Suisse: Les oeuvres d’entraide désignent les pays (110494)
«Sur le dos des pays les plus pauvres»
Lausanne, 11avril(APIC) La communauté de travail des oeuvres d’entraide
(Swissaid, Action de carême, Pain pour le prochain, Helvetas, Caritas)
estime dans un communiqué publié lundi que l’Uruguay Round du GATT se fera
sur le dos des pays les plus pauvres, s’il n’y a pas pour eux des mesures
compensatoires et additionnelles. En outre la libéralisation des échanges
entre les pays sans réglementation parallèle des pratiques restrictives des
entreprises privées permettra des abus aux détriments de pays du Sud, de
leurs entreprises et de leurs habitants, précisent encore les oeuvres d’entraide.
L’Uruguay Round bénéficiera en grande partie aux économies industrialisées déjà fortes. Seule une petite part reviendra également aux pays les
plus développés du Sud, notamment en Asie et en Amérique latine, alors qu’à
court terme les pays moins avancés de l’Afrique et des Caraïbes vont y perdre. Non seulement ils ne pourront pas pas profiter des nouvelles opportunités commerciales mais verront se réduire encore leur accès aux marchés riches et leur pouvoir d’achat. Ces faits ont été reconnus notamment
par l’OECD, la Banque mondiale et le GATT.

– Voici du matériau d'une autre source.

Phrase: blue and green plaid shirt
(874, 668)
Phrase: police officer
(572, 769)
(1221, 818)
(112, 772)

Les oeuvres d’entraide pensent que les gagnants de la libéralisation des
échanges, dont la Suisse, doivent s’engager à partager les bénéfices retirés avec les pays perdants. Une augmentation de l’enveloppe financière destinée aux mesures de politique économique et commerciale de notre pays est
indispensable pour des actions positives en faveur des plus pauvres. Ce
partage doit se faire sous forme de concessions supplémentaires (abolition
de tous les obstacles et de la progressivité des tarifs), de compensations
temporaires (prix des produits alimentaires importés et prix des matières
premières exportées) et des mesures additionnelles (soutien à la politique
agricole locale ainsi qu’à la négociation et à l’application des nouvelles
règles commerciales).
Une autre conséquence des négociations du GATT est l’accroissement de la
marge de manoeuvre des entreprises privées. D’une part la libéralisation
des échanges, des investissements et des services ainsi que le renforcement
de la propriété intellectuelle, rendront les marchés du Sud plus attrayants
et simuleront leurs économies. Mais d’autre part, l’Uruguay Round limitera
les possibilités des pays en développement de protéger la production nationale en fonction de leurs propres priorités. Il n’est pas logique de réduire les obstacles aux échanges entre les pays tout en tolérant les pratiques
commerciales restrictives des entreprises privées. «Le souhait des pays en
développement – justifié et qui date depuis des décennies – de réglementer
la concurrence privée semble à nouveau lettre morte», conclut la Communauté
de travail des oeuvres d’entraide. (apic/com/ba)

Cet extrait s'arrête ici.